Probably my biggest forgiveness misconception came in believing that forgiveness was a feeling, when it is actually a choice, a deliberate decision. I first learned this on page 6, of Fr. Scott Hurd's Forgiveness: A Catholic Approach when I read:
"It's a decision because by forgiving we choose to let go of any desire for revenge or retaliation, and we free ourselves of the bitterness and resentment that harden our hearts."
In my particular situation, I alternated between hurt and mad. I kept anticipating that would day I would just wake up and feel different. That somehow, I could make myself feel those emotions less and that would equate to "being over it". Yet, while I waited for that feeling to come -- I would rehash conversations we had, rehearse possible future encounters, and endlessly second guess both the past and the future moves. Not only was I a "monkey with an orange", at times I was a hamster stuck on a wheel, spinning in my thoughts over and over...and over - but definitely not getting anywhere.
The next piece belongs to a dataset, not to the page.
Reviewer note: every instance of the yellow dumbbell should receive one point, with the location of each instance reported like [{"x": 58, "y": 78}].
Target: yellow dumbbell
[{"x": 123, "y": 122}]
Honestly, after a while, I was pretty content in that state. Even though I was miserable, I was comfortable in that misery, because I knew what to expect there. My bitterness and I had become very close, and the longer we hung out together, the harder the idea of being free of it become. We were cozy, bitterness, anger, sadness and I - best buddies! It never entered my thoughts to choose to forgive - that seemed like giving in, or letting them off the hook for what they did. Nope, forgiveness was not an option, nor even a necessity in my mind (validated by my not 'feeling' ready to forgive either) ... until I read Matthew 18:21-35. The Unforgiving Servant. That was a serious game changer!